No doubt the Hemingway family was a strange family, driven by impulses they couldn't understand. Hemingway, whether he knew it or not, did the best he could to come to terms with those impulses through the life he lead and his writings. He was really a confessional writer before Sylvia Plath and Anne Sexton forced the term to be coined.

Here's a review from OpinionJournal that delves deeper into the book than I do here and which summarizes and makes the final point about the book far better than I can:
This is persuasive. Yet there may be a simpler and more common explanation for the artistic decline and the despair it engendered: that Hemingway exhausted his material. It is a common fate for novelists, especially novelists who achieve early success. Most go on publishing, pretending that their new work is as good as their old. Hemingway, who told so many lies in his books, couldn't tell this lie to himself. He continued to write, at far greater length than in the good years, in the hope that the work would come out fine. It didn't. So the reams of manuscript and typescript were locked away in the bank. Even so, the gods had not altogether deserted him; he was granted that late miracle, "A Moveable Feast."

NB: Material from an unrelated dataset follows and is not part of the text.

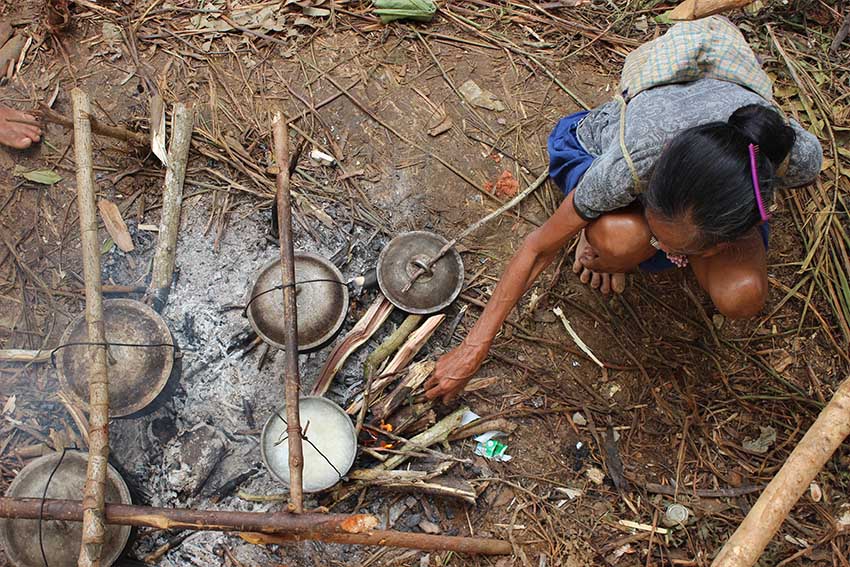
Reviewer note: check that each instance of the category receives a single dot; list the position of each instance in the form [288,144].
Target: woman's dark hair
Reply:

For Mr. Hendrickson, discovering just how unhappy and unsettled Hemingway was for so long makes him more of a hero. He states his case persuasively, which is why this book is so good. Certainly one cannot help admiring the way in which Hemingway stuck, grimly and doggedly, to his métier, even as his powers failed.

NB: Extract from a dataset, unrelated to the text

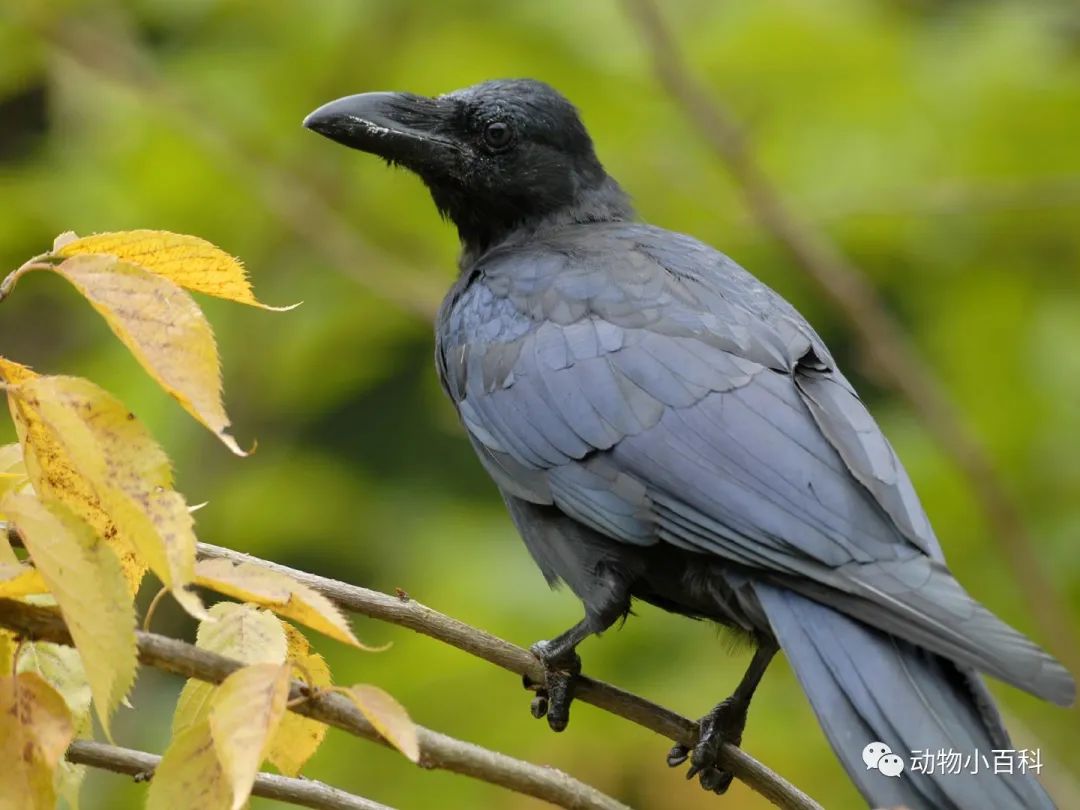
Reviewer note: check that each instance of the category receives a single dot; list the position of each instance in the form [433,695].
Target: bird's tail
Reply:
[868,687]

There are two sentences that sum up what happened to Hemingway. They were written neither by himself nor by Mr. Hendrickson but by Fitzgerald, whose own weaknesses Hemingway, his friend and rival, admirer and denigrator, threw in his face. They were words that Fitzgerald gave to Dick Diver in "Tender Is the Night" to explain his decline: "The change came a long way back—but at first it didn't show. The manner remains intact for some time after the morale cracks."


No, you won't read this book about Hemingway because Hemingway doesn't mean anything to you. Even so, to miss it is to miss an extraordinary book about an extraordinary American writer.